The base model must be in the safetensors format in order to create LoRA weights. After LoRA training, you can convert the models into the FlatBuffers format to run on MediaPipe.

Prepare LoRA weights

Use the LoRA Methods guide from PEFT to train a fine-tuned LoRA model on your own dataset.

The LLM Inference API only supports LoRA on attention layers, so only specify the attention layers in LoraConfig:

# For Gemma
from peft import LoraConfig
config = LoraConfig(
    r=LORA_RANK,
    target_modules=["q_proj", "v_proj", "k_proj", "o_proj"],
)

# For Phi-2
config = LoraConfig(
    r=LORA_RANK,
    target_modules=["q_proj", "v_proj", "k_proj", "dense"],
)

After training on the prepared dataset and saving the model, the fine-tuned LoRA model weights are available in adapter_model.safetensors. The safetensors file is the LoRA checkpoint used during model conversion.

Model conversion

Use the MediaPipe Python Package to convert the model weights into the Flatbuffer format. The ConversionConfig specifies the base model options along with the additional LoRA options.

import mediapipe as mp
from mediapipe.tasks.python.genai import converter

config = converter.ConversionConfig(
  # Other params related to base model
  ...
  # Must use gpu backend for LoRA conversion
  backend='gpu',
  # LoRA related params
  lora_ckpt=LORA_CKPT,
  lora_rank=LORA_RANK,
  lora_output_tflite_file=LORA_OUTPUT_FILE,
)

converter.convert_checkpoint(config)

The converter will produce two Flatbuffer files, one for the base model and another for the LoRA model.

LoRA model inference

iOS supports static LoRA during initialization. To load a LoRA model, specify the LoRA model path as well as the base LLM.

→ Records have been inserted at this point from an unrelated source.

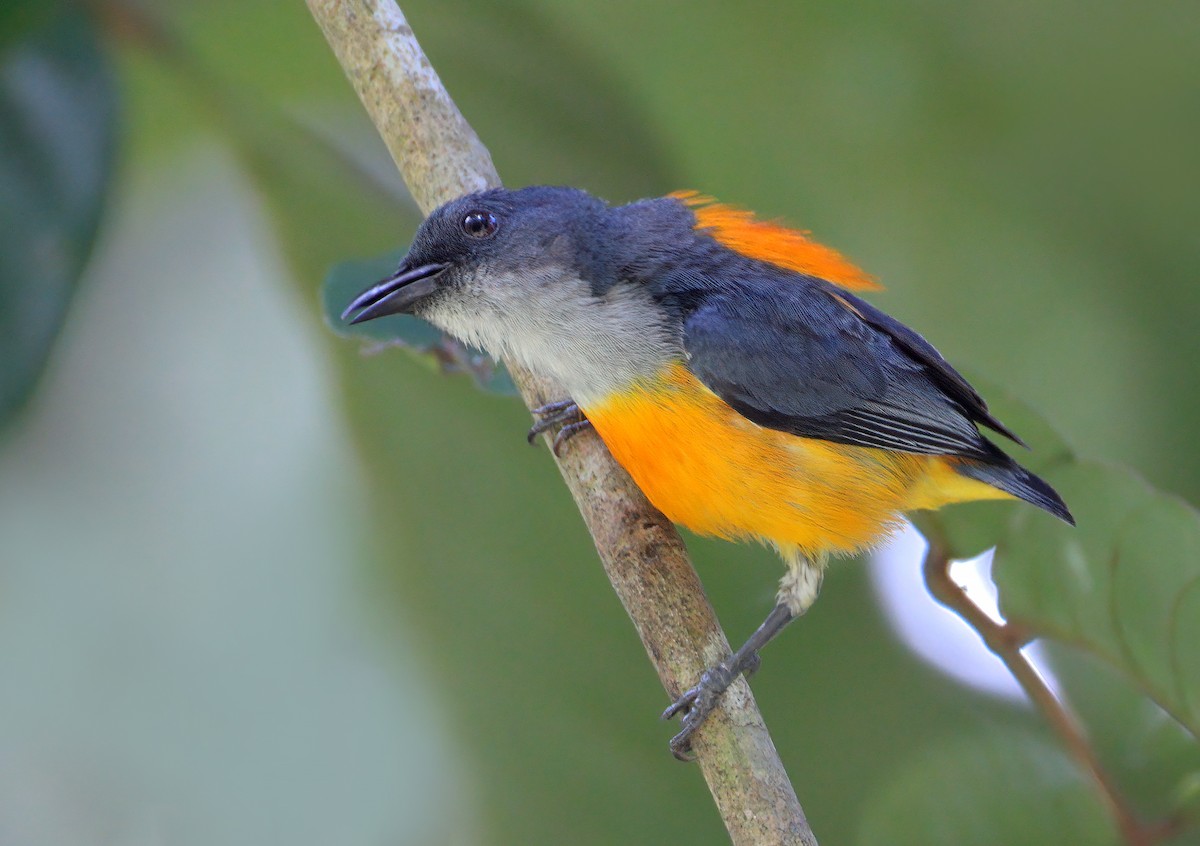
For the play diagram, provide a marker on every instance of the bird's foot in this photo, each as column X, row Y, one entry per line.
column 564, row 413
column 697, row 703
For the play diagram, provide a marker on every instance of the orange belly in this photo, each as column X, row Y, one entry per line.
column 707, row 467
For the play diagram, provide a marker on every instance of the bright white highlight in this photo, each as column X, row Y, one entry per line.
column 937, row 634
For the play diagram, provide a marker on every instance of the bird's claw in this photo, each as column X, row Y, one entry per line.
column 696, row 705
column 564, row 414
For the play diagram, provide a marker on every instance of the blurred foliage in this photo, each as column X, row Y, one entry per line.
column 1029, row 193
column 58, row 132
column 964, row 791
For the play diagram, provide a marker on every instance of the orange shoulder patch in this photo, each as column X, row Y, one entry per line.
column 741, row 231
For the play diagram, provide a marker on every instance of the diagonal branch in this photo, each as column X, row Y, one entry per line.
column 1006, row 641
column 441, row 159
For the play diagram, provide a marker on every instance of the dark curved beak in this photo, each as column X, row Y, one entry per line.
column 395, row 294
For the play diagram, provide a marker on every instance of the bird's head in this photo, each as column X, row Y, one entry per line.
column 487, row 255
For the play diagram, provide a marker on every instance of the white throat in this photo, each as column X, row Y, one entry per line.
column 555, row 327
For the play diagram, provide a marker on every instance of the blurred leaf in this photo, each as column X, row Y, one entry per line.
column 58, row 133
column 1151, row 756
column 1000, row 787
column 346, row 280
column 1119, row 586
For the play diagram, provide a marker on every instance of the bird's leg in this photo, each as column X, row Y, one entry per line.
column 699, row 702
column 797, row 591
column 563, row 413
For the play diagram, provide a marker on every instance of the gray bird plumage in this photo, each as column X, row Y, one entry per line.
column 598, row 297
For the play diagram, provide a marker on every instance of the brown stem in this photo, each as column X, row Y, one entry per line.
column 442, row 159
column 1006, row 641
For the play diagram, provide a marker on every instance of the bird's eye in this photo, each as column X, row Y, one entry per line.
column 480, row 223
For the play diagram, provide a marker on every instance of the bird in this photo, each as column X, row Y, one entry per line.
column 726, row 363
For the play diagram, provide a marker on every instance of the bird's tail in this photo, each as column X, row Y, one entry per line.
column 1011, row 478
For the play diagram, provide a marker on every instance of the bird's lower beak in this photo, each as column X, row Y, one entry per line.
column 395, row 294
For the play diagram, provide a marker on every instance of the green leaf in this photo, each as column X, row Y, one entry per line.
column 348, row 279
column 999, row 787
column 1121, row 586
column 1153, row 760
column 58, row 123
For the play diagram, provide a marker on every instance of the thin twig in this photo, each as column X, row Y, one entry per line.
column 1006, row 642
column 441, row 159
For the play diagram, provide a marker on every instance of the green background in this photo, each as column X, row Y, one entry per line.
column 257, row 587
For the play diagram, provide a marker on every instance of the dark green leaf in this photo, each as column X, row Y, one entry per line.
column 58, row 114
column 1121, row 585
column 999, row 787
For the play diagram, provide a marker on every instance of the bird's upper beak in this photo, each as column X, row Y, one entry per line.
column 395, row 294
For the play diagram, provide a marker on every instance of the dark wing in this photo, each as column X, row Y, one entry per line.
column 797, row 355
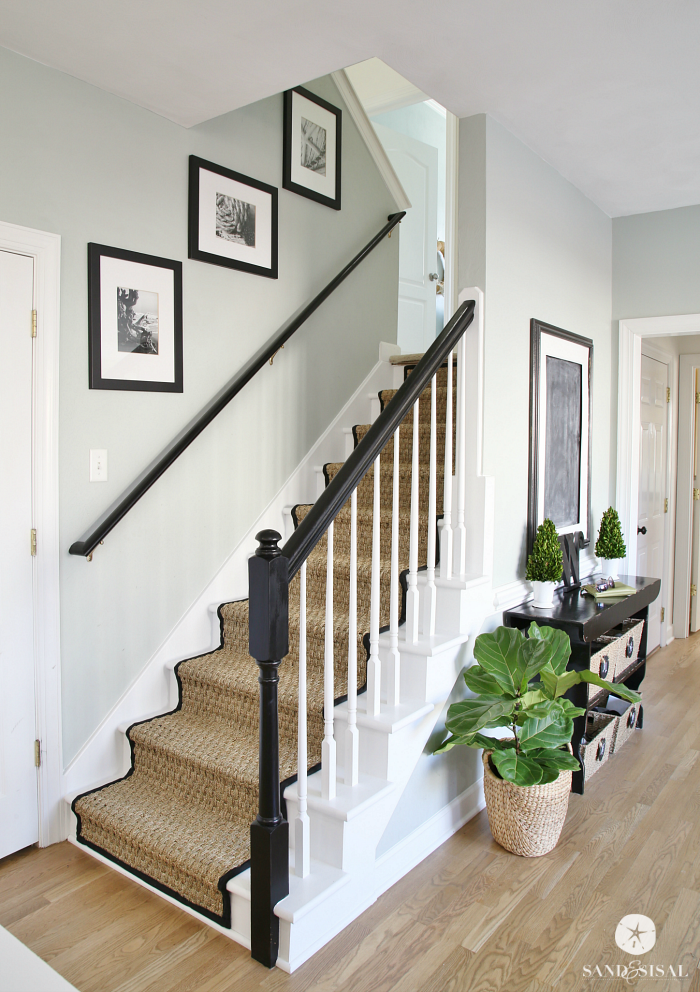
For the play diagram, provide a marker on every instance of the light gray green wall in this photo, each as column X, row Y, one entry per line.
column 656, row 261
column 546, row 254
column 92, row 167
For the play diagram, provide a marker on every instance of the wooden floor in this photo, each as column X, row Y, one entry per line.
column 470, row 917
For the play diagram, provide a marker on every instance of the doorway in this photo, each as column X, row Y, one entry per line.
column 19, row 806
column 420, row 140
column 653, row 499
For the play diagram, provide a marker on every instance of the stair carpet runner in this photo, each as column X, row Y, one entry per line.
column 180, row 818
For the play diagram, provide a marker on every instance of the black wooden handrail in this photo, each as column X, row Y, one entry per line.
column 335, row 495
column 111, row 517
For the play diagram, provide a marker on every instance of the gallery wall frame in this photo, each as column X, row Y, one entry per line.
column 312, row 147
column 134, row 320
column 559, row 486
column 233, row 219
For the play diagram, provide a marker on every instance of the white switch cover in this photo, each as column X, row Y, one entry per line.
column 98, row 464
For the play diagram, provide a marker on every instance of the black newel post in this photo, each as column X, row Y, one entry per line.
column 269, row 835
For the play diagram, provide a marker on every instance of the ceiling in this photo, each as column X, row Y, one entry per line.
column 606, row 91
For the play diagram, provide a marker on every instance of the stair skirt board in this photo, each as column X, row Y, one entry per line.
column 180, row 818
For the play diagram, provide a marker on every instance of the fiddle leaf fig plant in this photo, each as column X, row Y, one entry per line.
column 520, row 681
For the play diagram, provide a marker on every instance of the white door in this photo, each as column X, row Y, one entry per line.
column 652, row 485
column 19, row 824
column 416, row 165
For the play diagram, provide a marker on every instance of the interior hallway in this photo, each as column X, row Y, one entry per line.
column 471, row 916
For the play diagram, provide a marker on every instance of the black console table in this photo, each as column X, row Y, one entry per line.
column 584, row 620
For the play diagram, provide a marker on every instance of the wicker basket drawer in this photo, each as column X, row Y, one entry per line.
column 629, row 636
column 600, row 737
column 625, row 725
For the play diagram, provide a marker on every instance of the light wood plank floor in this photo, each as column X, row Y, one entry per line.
column 470, row 917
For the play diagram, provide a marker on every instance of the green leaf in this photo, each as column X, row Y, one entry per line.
column 500, row 654
column 469, row 715
column 562, row 761
column 616, row 688
column 517, row 768
column 550, row 730
column 482, row 682
column 531, row 698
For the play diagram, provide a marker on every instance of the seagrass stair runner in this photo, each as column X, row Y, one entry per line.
column 180, row 818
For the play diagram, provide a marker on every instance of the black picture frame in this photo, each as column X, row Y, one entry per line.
column 258, row 258
column 293, row 177
column 111, row 367
column 537, row 445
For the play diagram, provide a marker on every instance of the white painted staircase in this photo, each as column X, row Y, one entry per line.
column 345, row 875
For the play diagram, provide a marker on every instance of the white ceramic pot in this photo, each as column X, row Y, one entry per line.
column 609, row 567
column 544, row 594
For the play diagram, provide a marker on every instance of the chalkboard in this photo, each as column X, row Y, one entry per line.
column 562, row 471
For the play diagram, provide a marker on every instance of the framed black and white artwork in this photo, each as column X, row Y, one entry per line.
column 560, row 431
column 134, row 320
column 312, row 147
column 232, row 219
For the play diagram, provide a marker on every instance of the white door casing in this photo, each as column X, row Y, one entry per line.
column 19, row 813
column 652, row 484
column 416, row 165
column 45, row 250
column 679, row 518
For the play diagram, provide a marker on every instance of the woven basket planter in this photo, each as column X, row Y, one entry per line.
column 526, row 820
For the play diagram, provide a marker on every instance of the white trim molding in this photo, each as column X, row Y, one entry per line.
column 45, row 249
column 369, row 136
column 627, row 495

import MediaPipeTasksGenai

let modelPath = Bundle.main.path(forResource: "model",
                                      ofType: "bin")
let loraPath= Bundle.main.path(forResource: "lora_model",
                                      ofType: "bin")
let options = LlmInferenceOptions()
options.modelPath = modelPath
options.maxTokens = 1000
options.topk = 40
options.temperature = 0.8
options.randomSeed = 101
options.loraPath = loraPath

let llmInference = try LlmInference(options: options)

To run LLM inference with LoRA, use the same generateResponse() or generateResponseAsync() methods as the base model.